In America, the Dummy Controls the Ventriloquist

Ventriloquist DummyEarlier this week, I wrote about the movie Cradle Will Rock. It really is a good film and an indication of this is that I had totally forgotten that I had already written about the film. I was still thinking, I’ve got to figure out how to write about the film. And this morning, it hit me, “My Suitcase and a Clown.” But all it really meant was that I have more to say about the movie. For a general discussion of it, go and read what I wrote.

I write songs and in my lifetime, I’ve certainly written over a hundred and very likely double that. My style was always a bit unusual, but in the last decade it has gotten to the point where it is mostly bizarre—or at least that’s the case in the songs I most love. I can still write a blues song. Not that long ago, I wrote a song in iambic pentameter called, “Angela’s Drilling a Hole.” (Regardless what you think, it’s not about that.) And I can still grind out the kind of post-punk I cut my teeth on like a song all my friends hate, “Jimmy Burned His Hand.” (That one probably is what you think, as long as you assume he did it intentionally and that there are lots more like him.) But these more recent ones—the bizarre ones—are, according to those who have heard parts of them, unlistenable.

As far as I can tell, they are unpleasant (But not to me!) because they are highly syncopated and repetitive. They are, in fact, the kinds of songs I tried to write when I first started writing songs. But people told me that they weren’t songs. And they were right: they were more along the lines of chants—but really “in your face” chants. The first of these more recent “bizarre” songs I remember writing was, “You Make Me Want to Be a Meat Inspector.” (You can probably guess that’s a love song, but you probably misunderstand the meaning of “meat.” Don’t think sex, think 1 Corinthians 13:11.)

One of the problems with these songs is that I so love them that I never really finish them. They’re like those old Bob Dylan tunes that have dozens of verses. But because no one is paying me or even willing to listen, I never have to stop. And that brings me to “My Suitcase and a Clown.” Obviously, this is about a a labor dispute between a ventriloquist and his “dummy.” Okay, it isn’t obvious at all, but that’s what it’s about. The “clown” in the title is the ventriloquist, not the “dummy.” Just like the labor struggles of old, it starts violent, but it ends with respect and profit sharing.
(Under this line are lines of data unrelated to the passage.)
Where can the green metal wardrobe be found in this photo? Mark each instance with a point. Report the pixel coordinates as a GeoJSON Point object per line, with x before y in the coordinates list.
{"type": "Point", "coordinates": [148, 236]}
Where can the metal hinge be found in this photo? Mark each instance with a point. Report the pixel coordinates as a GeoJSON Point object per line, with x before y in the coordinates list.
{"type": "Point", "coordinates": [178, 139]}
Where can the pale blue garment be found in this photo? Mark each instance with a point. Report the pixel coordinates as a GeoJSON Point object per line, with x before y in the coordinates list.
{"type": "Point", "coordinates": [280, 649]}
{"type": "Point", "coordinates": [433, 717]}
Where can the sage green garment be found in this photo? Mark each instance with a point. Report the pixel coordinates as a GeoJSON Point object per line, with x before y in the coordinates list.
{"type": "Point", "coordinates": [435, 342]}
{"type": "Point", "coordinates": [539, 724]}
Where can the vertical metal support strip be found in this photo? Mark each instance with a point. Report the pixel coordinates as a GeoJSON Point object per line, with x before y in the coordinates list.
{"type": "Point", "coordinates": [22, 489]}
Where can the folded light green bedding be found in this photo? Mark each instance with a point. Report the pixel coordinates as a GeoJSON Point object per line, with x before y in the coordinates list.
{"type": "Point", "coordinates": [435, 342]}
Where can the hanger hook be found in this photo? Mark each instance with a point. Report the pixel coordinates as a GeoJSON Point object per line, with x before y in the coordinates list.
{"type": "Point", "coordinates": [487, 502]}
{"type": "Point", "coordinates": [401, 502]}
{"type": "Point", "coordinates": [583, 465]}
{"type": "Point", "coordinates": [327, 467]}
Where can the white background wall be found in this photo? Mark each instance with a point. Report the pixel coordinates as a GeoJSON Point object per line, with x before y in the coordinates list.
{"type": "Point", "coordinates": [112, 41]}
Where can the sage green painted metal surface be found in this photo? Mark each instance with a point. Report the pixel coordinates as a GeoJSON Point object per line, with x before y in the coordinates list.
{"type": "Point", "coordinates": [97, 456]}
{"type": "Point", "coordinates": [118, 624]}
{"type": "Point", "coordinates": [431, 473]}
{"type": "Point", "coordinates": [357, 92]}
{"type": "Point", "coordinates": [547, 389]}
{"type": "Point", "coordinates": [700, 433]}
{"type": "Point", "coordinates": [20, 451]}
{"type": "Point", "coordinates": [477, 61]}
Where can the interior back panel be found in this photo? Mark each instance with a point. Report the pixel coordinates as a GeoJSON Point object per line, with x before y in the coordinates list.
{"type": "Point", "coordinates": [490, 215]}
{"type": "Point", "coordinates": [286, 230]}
As you know if you’ve read my other article on Cradle Will Rock, Bill Murray plays Tommy Crickshaw, an old vaudeville ventriloquist. He is one of the anti-communists, but it is pretty clear in the film that the main reason he testifies against the FTP that he is part of, is that he has fallen in love with Hazel Huffman (Joan Cusack). But his testimony has put him out of job and now all the other artists hate him. He’s in his dressing room talking to his puppet and it is implied that Crickshaw used to be a communist himself. And then we get the following scene (don’t worry about the length, it is cued to the right part):

And then we know. He sings (as his puppet) “The Internationale”[1] by heart. He was a communist. And he is lost. We only see him very briefly later where he and Huffman meet, perhaps implying a relationship, but they both seem broken by the experience.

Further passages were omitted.